Increment Operators vs. Precedence

Scott Horne horne-scott at cs.yale.edu
Thu Mar 7 06:46:22 AEST 1991


In article <THOMSON.91Mar5173421 at zazen.macc.wisc.edu> thomson at zazen.macc.wisc.edu (Don Thomson) writes:
<
<The example on the board is y = x++, and I explain that x gets
<assigned to y before x is incremented.  An astute individual in the back of
<the room raises his hand and points out that according to what I just taught
<them, the precedence is wrong, that in fact the assignment operator has a
<significantly lower precedence than ++.  So the dilemma is how to explain that
<precedence is not the issue here, that the order of operations is tied to the
<definition of prefix versus postfix increment operators.  Any ideas on how to
<word the explanation in such a way that I don't leave them forever suspicious
<about what does and what does not have to obey precedence rules?
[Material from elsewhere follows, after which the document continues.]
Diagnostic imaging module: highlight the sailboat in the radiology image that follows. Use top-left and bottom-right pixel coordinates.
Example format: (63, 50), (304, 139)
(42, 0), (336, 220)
Suppose you have the following:

	int     x = 37,
	        y;

	y = x++;

`x++' is an expression with the value 37.  It has the side effect of setting
the value of `x' to 38.  This evaluation does occur before the assignment of
37 to `y', but it doesn't affect `y'.

`++x' has the value 38.  It happens to have the side effect of setting `x'
to the same value.

					--Scott

-- 
Scott Horne                               ...!{harvard,cmcl2,decvax}!yale!horne
horne at cs.Yale.edu      SnailMail:  Box 7196 Yale Station, New Haven, CT   06520
203 436-1817                    Residence:  Rm 1817 Silliman College, Yale Univ
Uneasy lies the head that wears the _gao1 mao4zi_.